Well let me be the 1st to say WELCOME BACK...without hi-jacking the thread...


----------



## Indigo Bully Connection (Dec 21, 2006)

Thanks john


----------



## Aireal (Jul 2, 2010)

awww he is do cute, and growing like a weed, looks like you got yourself a little spitfire right there SF


----------



## MY MIKADO (Apr 7, 2006)

What a freaking cutie!!! I love Badger.


----------



## Saint Francis (Jun 2, 2010)

Indigo Bully Connection said:


> Nice to get to see some pictures of Badger, he looks great. You can't beat the consistency of that line.


Thanks Shana, your opinion means as much to me as anyones!!! I know you are aware of the blood that flows thru Badger, and I appreciate your comment and confidentiality my friend


----------



## Saint Francis (Jun 2, 2010)

Aireal said:


> awww he is do cute, and growing like a weed, looks like you got yourself a little spitfire right there SF


....and p*ssing vinegar too LOL!!! Yeah, he is growing, or I'm shrinking!!! To what size I don't know, we will see.
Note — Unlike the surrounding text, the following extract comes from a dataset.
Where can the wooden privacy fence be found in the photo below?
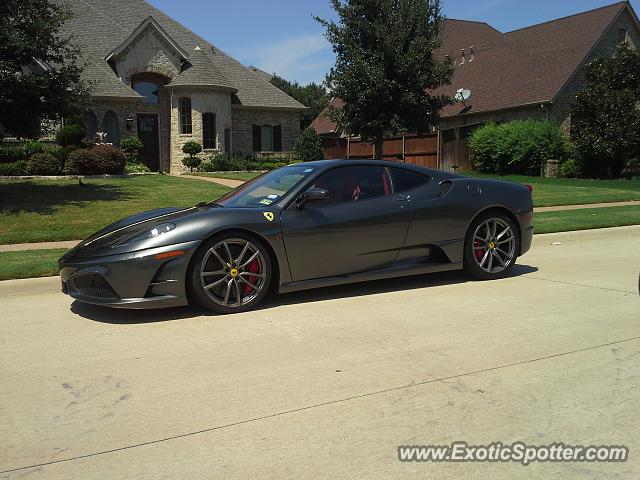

Thanks ever so much


----------



## Saint Francis (Jun 2, 2010)

MY MIKADO said:


> What a freaking cutie!!! I love Badger.


Oh Sharon, I know Badger loves you too, how could he not love one of the nicest people on this site, hands down!!! Freaking cutie, maybe....cutie freak, most definitely LOL!!! Thanks my friend


----------